Georgia’s success destroys the myth that corruption is cultural and gives hope to reformers everywhere who aspire to clean up their public services.”
I saw a different side to the story when I was in Georgia last month to give a communications training at Transparency International Georgia.
Political corruption is very much alive and well and keeping Transparency International Georgia very busy: monitoring elections, reacting to abuse of prisoners, keeping tabs on big business, tracking how the government spends taxpayers’ money online, and above all, land grabbing.
Their legal advice centre has received over 1000 complaints from citizens saying their land rights were abused.
Gia Gvilava, who deals with victims and witness of corruption at the centre, told me about some of the problems that leave people vulnerable to land grabs.
People in remote areas pass land down without always registering it with the authorities. Some are forced off their land to make big development projects. 32 families who lost land to make way for an airport to 15 properties confiscated to make way for a ski complex.
Transparency International Georgia lawyers have recorded interviews with local people in regions of heavy development who have lost land or risk loss.
The result is a series of powerful videos.
“One day they came, brought workers and said that the president was coming and they were planning to build a hotel here”
This is a video that should make us think long and hard about any resort holiday we have ever taken.
The victim, Tornike Bubuteishvili, stands in front of a hotel built on his land, and explains how the authorities first said they would just build a road.
His is a story of intimidation from local politicians and promised compensation never delivered.
“Imagine you realise that the land is no longer yours”
The next video shows how attempts to seek justice can get bogged down in the courts.
In this video the victim tells how the court decided he did not have adequate proof that he owned his land, after builders started construction there without any notice.

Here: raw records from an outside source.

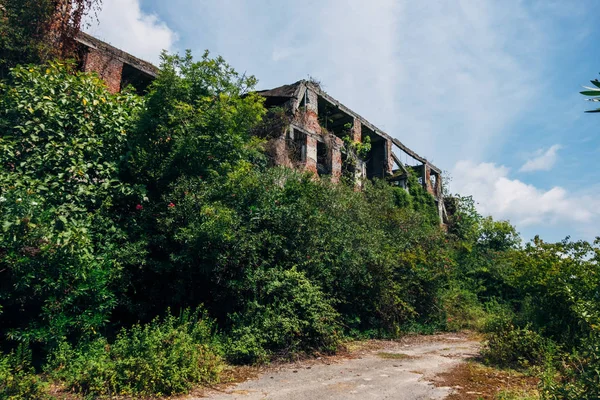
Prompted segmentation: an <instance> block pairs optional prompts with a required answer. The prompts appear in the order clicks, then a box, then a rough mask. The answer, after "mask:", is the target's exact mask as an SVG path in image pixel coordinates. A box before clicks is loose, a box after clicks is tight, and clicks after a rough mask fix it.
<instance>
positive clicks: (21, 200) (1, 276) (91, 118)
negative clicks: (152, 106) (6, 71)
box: [0, 63, 141, 344]
mask: <svg viewBox="0 0 600 400" xmlns="http://www.w3.org/2000/svg"><path fill="white" fill-rule="evenodd" d="M140 102H141V100H140V99H139V98H138V97H137V96H135V95H131V94H118V95H112V94H110V93H109V92H108V91H107V89H106V86H105V85H104V83H103V82H102V81H101V80H100V78H99V77H97V76H93V75H87V74H83V73H75V72H74V71H73V70H72V69H71V67H70V66H65V65H62V64H59V63H52V64H49V65H47V66H31V67H26V68H25V67H18V68H15V69H13V70H12V73H11V78H10V80H8V81H7V82H1V83H0V132H1V135H0V225H1V227H2V228H1V229H2V233H1V234H0V271H1V272H0V274H1V277H0V302H2V303H3V311H4V313H3V314H2V316H0V334H2V335H5V334H6V333H7V331H8V333H10V334H11V335H12V338H16V339H18V340H20V341H25V340H31V341H39V342H42V343H50V344H52V343H54V342H56V341H57V340H59V339H60V338H61V337H62V336H65V335H73V334H77V335H87V334H93V333H94V331H97V330H98V329H100V328H101V327H103V326H104V325H105V324H106V322H107V320H108V319H109V316H110V314H111V312H112V310H113V308H114V307H115V305H116V302H117V295H116V293H115V289H116V287H117V286H118V285H120V283H121V282H119V279H120V277H121V268H122V265H123V264H124V263H125V259H126V253H127V252H128V251H129V250H128V249H130V247H131V246H132V245H130V243H129V241H128V240H127V235H126V233H125V232H124V231H123V230H122V228H121V227H120V226H119V224H118V223H117V220H118V219H119V218H120V217H122V216H124V215H126V214H127V212H130V211H131V210H132V209H133V207H134V205H135V202H134V201H135V200H133V201H132V203H133V204H129V210H127V208H128V207H127V204H122V203H123V199H124V198H126V195H132V194H133V193H134V189H133V188H132V187H131V186H129V185H126V184H123V183H122V182H120V181H119V179H118V173H119V163H120V160H121V157H122V155H123V153H124V152H125V143H126V133H127V131H128V130H129V129H130V128H131V126H132V120H133V119H134V115H135V114H136V113H137V110H139V107H140Z"/></svg>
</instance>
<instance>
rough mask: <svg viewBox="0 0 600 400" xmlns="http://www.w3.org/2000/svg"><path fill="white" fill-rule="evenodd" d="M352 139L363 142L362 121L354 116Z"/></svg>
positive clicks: (359, 141) (352, 139)
mask: <svg viewBox="0 0 600 400" xmlns="http://www.w3.org/2000/svg"><path fill="white" fill-rule="evenodd" d="M352 140H353V141H355V142H362V123H361V122H360V120H359V119H358V118H354V124H353V125H352Z"/></svg>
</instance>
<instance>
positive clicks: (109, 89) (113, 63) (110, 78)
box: [83, 49, 123, 93]
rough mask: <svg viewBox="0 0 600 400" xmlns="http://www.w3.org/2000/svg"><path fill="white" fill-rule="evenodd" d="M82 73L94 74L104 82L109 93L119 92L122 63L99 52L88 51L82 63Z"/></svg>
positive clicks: (122, 68)
mask: <svg viewBox="0 0 600 400" xmlns="http://www.w3.org/2000/svg"><path fill="white" fill-rule="evenodd" d="M83 70H84V72H96V73H98V75H100V77H101V78H102V79H103V80H104V82H106V86H107V87H108V90H109V91H110V92H111V93H118V92H119V91H120V90H121V78H122V76H123V62H122V61H120V60H118V59H116V58H115V57H113V56H111V55H110V54H107V53H104V52H101V51H99V50H97V49H89V50H88V52H87V54H86V55H85V59H84V63H83Z"/></svg>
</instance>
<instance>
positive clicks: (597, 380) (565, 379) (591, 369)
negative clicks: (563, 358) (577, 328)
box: [542, 336, 600, 400]
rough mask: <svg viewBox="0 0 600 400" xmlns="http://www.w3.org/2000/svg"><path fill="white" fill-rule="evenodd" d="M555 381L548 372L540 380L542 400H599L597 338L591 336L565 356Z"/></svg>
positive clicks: (560, 366) (599, 395)
mask: <svg viewBox="0 0 600 400" xmlns="http://www.w3.org/2000/svg"><path fill="white" fill-rule="evenodd" d="M559 371H560V375H559V376H558V378H557V377H556V375H555V374H554V373H553V372H554V369H549V370H548V372H547V373H546V376H545V377H544V379H543V390H542V398H543V399H544V400H596V399H599V398H600V338H599V337H598V336H591V337H589V338H587V339H585V340H584V341H583V343H582V344H581V345H580V346H579V348H578V349H577V350H575V351H574V352H573V354H570V355H568V356H567V357H566V360H565V362H564V363H563V364H562V365H561V366H560V368H559Z"/></svg>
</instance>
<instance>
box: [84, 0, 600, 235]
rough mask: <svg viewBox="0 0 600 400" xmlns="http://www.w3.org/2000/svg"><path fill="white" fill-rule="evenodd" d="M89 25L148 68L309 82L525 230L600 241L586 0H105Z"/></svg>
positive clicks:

He was only offered reimbursement afterwards. In another case, the victim challenged the judge by asking: “why would I sign away my land, when it is all I have?” The judge apparently told him to be more careful with his words.
“I told them I have a garden here, and they are seizing it too”
Finally, an interview showing the insecurity caused by living in legal limbo when you cannot clarify your land tenure. The lady interviewed speaks of her fears that the land she has worked for a lifetime may be seized.
This problem is not limited to Georgia.
Around the world, land three times the size of Georgia was sold or leased in large-scale deals in 2008-2009.
Corruption risks are high. More than one out of every 10 people who contacted a land authority reported paying a bribe, according a 2009 69 country/territory survey.
Meanwhile, our 2010 survey of 3000 senior business executives suggests bribes are more likely in construction, real estate and property than the sectors just regulated by new EU rules – the extractive and logging sectors.
With more land grabbing stories emerging all over the world, do you think we will be seeing more stories like these in future?